We need to broaden our discussion of homelessness

Campaigners and support services need to be more demographically specific

The homelessness situation in Ireland has been worsening every year, with the recent annual findings from the Peter McVerry Trust revealing that there are currently 8,270 people homeless in Ireland today. The need to assist the most marginalised in society and offer safe and supportive environments has never been more important.

We need to broaden the discussion to ensure that support services are available to all without homes and we need greater recognition of the wide spectrum of needs that exist in our society.

A recent report by Paula Maycock from the School of Social Work and Social Policy entitled “Women’s Responses to Homelessness: Services Implicated, Implications for Services” highlights the limited attention that is paid to the gender differentials regarding homelessness.

The study, which was carried out in September of this year, says that 42% of the national homeless population are women, with this figure rising to 44% for Dublin. While data regarding homelessness is becoming more accurate, and reports from many EU countries are providing clearer statistics surrounding homelessness, much of this research neglects the various dimensions of female homelessness.

The increasing feminisation of homelessness in Ireland does not correlate to service provision largely due to the underestimation of number of homeless women.

Hidden homelessness  has received little examination or research and is not adequately recognised or recorded when analyzing the experience of homelessness. Details from the report reveal that women on average tend to rely more on informal support systems such as help from neighbors or friends before reaching out and seeking assistance from formal support services. This results in homelessness among women becoming easily concealable or even completely invisible.

The report goes on to detail the fact that many women don’t engage with the support services that are currently in place. The report focuses this explanation on the issue of stigma surrounding homelessness in Ireland today. The need for greater sensitivity when acknowledging the prevalence of homelessness in our communities is clear.

There is a lot of evidence, in the report and elsewhere, evidence of general feelings of fear and distrust that permeate interactions between homeless women and the support services that are in place. Many of the women who do avail of support services are regularly in and out of homelessness services for lengthy periods of time. This raises  the question: what is it about these services that means that they fail to take into account the long-term wellbeing of individuals?

The issue of homelessness among women has received insufficient research and attention in Ireland. Healthcare for homeless women is an important issue that needs to be addressed. Women have differing needs to men, and require access to specific health care services such as prenatal care, mammograms and cervical screenings, just as men also have their own specific needs that have to be dealt with.

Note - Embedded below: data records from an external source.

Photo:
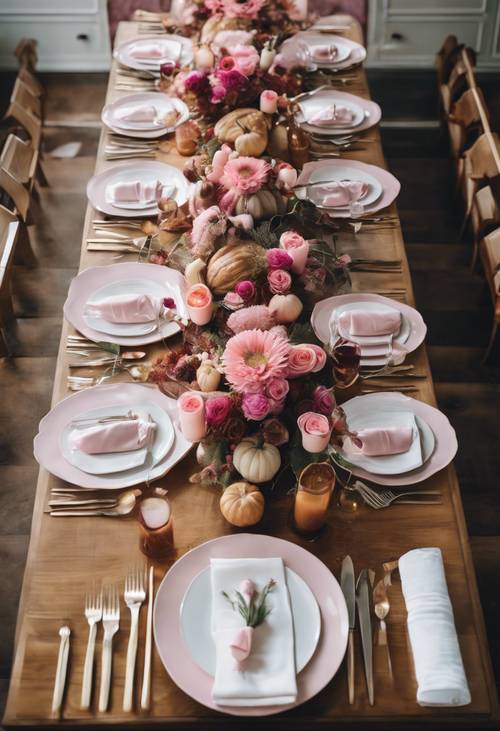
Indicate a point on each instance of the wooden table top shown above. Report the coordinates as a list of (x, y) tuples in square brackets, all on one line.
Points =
[(65, 554)]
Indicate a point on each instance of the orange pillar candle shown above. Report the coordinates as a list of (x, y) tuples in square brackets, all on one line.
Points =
[(157, 531)]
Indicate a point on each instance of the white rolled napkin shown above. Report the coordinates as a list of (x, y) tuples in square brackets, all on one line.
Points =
[(431, 627), (267, 676)]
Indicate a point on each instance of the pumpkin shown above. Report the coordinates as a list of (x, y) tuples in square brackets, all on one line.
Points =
[(256, 460), (242, 504), (232, 263), (262, 205)]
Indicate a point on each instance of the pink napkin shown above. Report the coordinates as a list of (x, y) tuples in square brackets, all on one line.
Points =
[(324, 53), (134, 191), (342, 192), (148, 50), (126, 308), (331, 115), (380, 442), (120, 436), (366, 323), (146, 113)]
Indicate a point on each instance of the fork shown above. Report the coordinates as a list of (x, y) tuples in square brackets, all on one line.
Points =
[(111, 623), (93, 614), (134, 596)]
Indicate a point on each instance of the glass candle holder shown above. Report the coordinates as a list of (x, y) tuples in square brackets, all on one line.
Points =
[(312, 498), (157, 530)]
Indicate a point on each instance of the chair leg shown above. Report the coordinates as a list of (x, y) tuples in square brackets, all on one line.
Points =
[(492, 341)]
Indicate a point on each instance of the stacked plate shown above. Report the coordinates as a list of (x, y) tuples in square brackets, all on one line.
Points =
[(55, 450), (358, 114), (96, 284), (149, 53), (182, 615), (336, 185), (377, 350), (146, 116)]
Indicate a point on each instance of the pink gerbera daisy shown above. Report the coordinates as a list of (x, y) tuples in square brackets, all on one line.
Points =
[(246, 175), (252, 358)]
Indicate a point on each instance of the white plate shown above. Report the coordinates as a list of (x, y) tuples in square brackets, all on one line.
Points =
[(195, 617), (110, 463), (125, 286)]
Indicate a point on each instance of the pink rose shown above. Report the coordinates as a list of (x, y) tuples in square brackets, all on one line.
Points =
[(301, 360), (217, 410), (315, 430), (278, 259), (323, 399), (279, 281), (277, 389), (255, 406), (245, 58), (246, 290), (298, 248)]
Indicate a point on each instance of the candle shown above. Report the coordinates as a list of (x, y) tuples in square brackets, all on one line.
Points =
[(313, 497), (157, 533), (191, 408), (199, 304), (269, 101)]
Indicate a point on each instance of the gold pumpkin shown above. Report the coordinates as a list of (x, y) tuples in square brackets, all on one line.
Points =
[(232, 263), (262, 205), (242, 504)]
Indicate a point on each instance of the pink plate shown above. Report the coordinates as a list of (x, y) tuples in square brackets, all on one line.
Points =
[(94, 278), (46, 444), (390, 185), (446, 439), (167, 627), (320, 318)]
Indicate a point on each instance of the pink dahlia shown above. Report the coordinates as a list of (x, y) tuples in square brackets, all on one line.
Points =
[(251, 318), (253, 358), (245, 175)]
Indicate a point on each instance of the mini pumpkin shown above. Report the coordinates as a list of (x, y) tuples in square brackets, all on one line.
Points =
[(256, 460), (242, 504)]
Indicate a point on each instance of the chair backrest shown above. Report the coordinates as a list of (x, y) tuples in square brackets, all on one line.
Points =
[(23, 96), (30, 80), (28, 121)]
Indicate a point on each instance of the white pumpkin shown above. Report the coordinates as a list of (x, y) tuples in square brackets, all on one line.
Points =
[(255, 460)]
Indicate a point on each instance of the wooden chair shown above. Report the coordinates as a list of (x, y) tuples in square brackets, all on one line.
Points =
[(490, 256), (9, 231)]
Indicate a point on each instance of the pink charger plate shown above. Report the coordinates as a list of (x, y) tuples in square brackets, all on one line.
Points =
[(92, 279), (167, 626), (446, 438), (391, 185), (48, 452), (320, 318)]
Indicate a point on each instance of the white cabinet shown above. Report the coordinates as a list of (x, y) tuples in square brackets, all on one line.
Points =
[(72, 35), (408, 33)]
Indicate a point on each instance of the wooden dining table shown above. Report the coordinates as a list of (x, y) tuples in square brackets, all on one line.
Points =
[(65, 554)]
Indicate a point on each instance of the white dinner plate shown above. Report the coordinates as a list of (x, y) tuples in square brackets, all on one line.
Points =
[(125, 286), (110, 463), (195, 617)]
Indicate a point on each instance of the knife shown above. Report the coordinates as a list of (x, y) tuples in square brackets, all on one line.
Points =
[(348, 590), (365, 624)]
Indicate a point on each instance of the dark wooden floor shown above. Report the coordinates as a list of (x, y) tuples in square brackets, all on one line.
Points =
[(454, 303)]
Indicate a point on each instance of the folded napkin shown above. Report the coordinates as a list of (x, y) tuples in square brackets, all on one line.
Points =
[(145, 113), (331, 115), (267, 675), (134, 191), (431, 627), (148, 50), (378, 442), (126, 308), (341, 192), (324, 53), (119, 436), (368, 323)]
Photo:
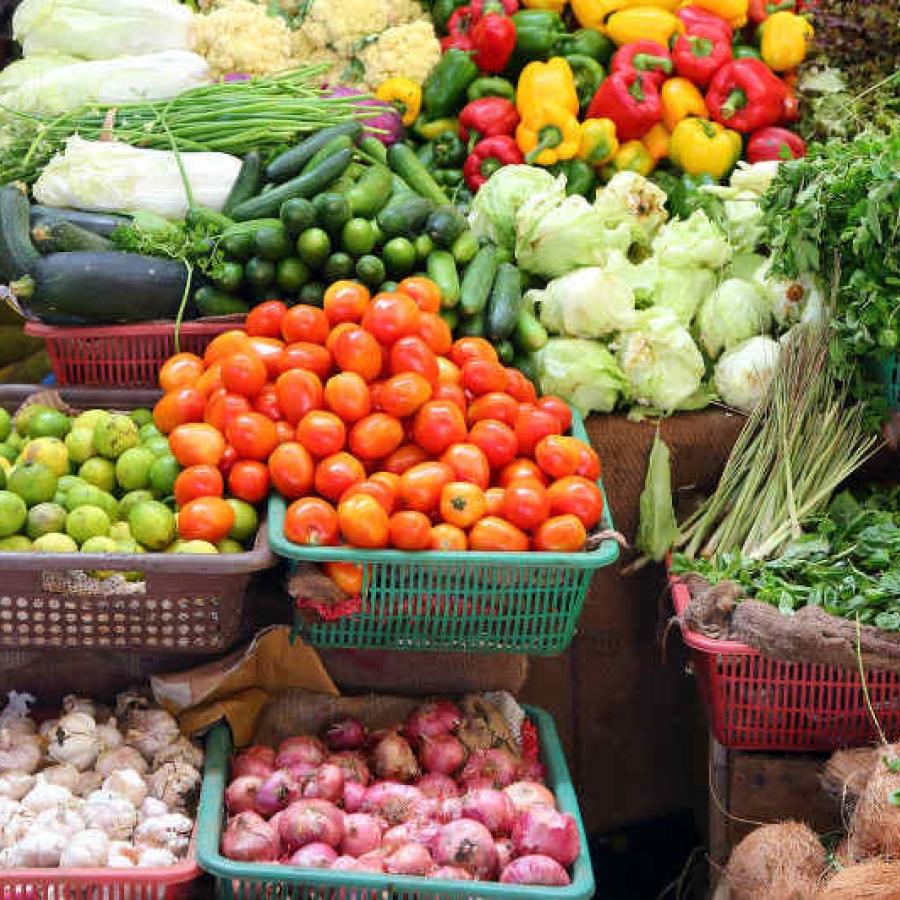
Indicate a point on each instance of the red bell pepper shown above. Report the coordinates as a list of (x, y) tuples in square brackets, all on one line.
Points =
[(494, 38), (489, 155), (700, 54), (631, 100), (775, 143), (643, 56), (746, 95), (487, 117)]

These health services need to be made more easily available to homeless men and women, whose priorities such as shelter and food take precedence over their health. The fact that it is more difficult to maintain hygiene levels when homeless will only add to a person’s feelings of hopelessness and leaves them feeling even more vulnerable.  Menstruation, for example, adds an array of challenges to the homeless woman’s life. The issue seems to be one of a lack of specificity regarding the services that are made available to homeless individuals, be that men, women, trans people, young people, or whoever.

Another factor is the disconnect that can arise between homeless people and domestic violence services. Domestic violence as a cause of homelessness is not adequately documented, and is seen as a somewhat separate social problem. There is a clear need for these factors to be considered in the homelessness discussion today especially when evaluating the effectiveness of support services currently in place for both men and women.

Women’s experiences with support services, according to Maycock’s report are negative in many cases, and this only adds to their feelings of exclusion and marginalisation from the rest of society. We need to make homeless services more specific in order to encourage both men and women to access help when they need it.  A woman’s experience of homelessness is different to that of a man, just as the homelessness experience of a child is different to that of a migrant.
The shifting cultural and social relations that surround these differing situations need to be acknowledged. We need to broaden our discussion of homelessness in Ireland if effective and sustainable change is to occur, not just regarding gender but all groups in society that experience homelessness in a unique way such as migrants, young people, transgender people etc.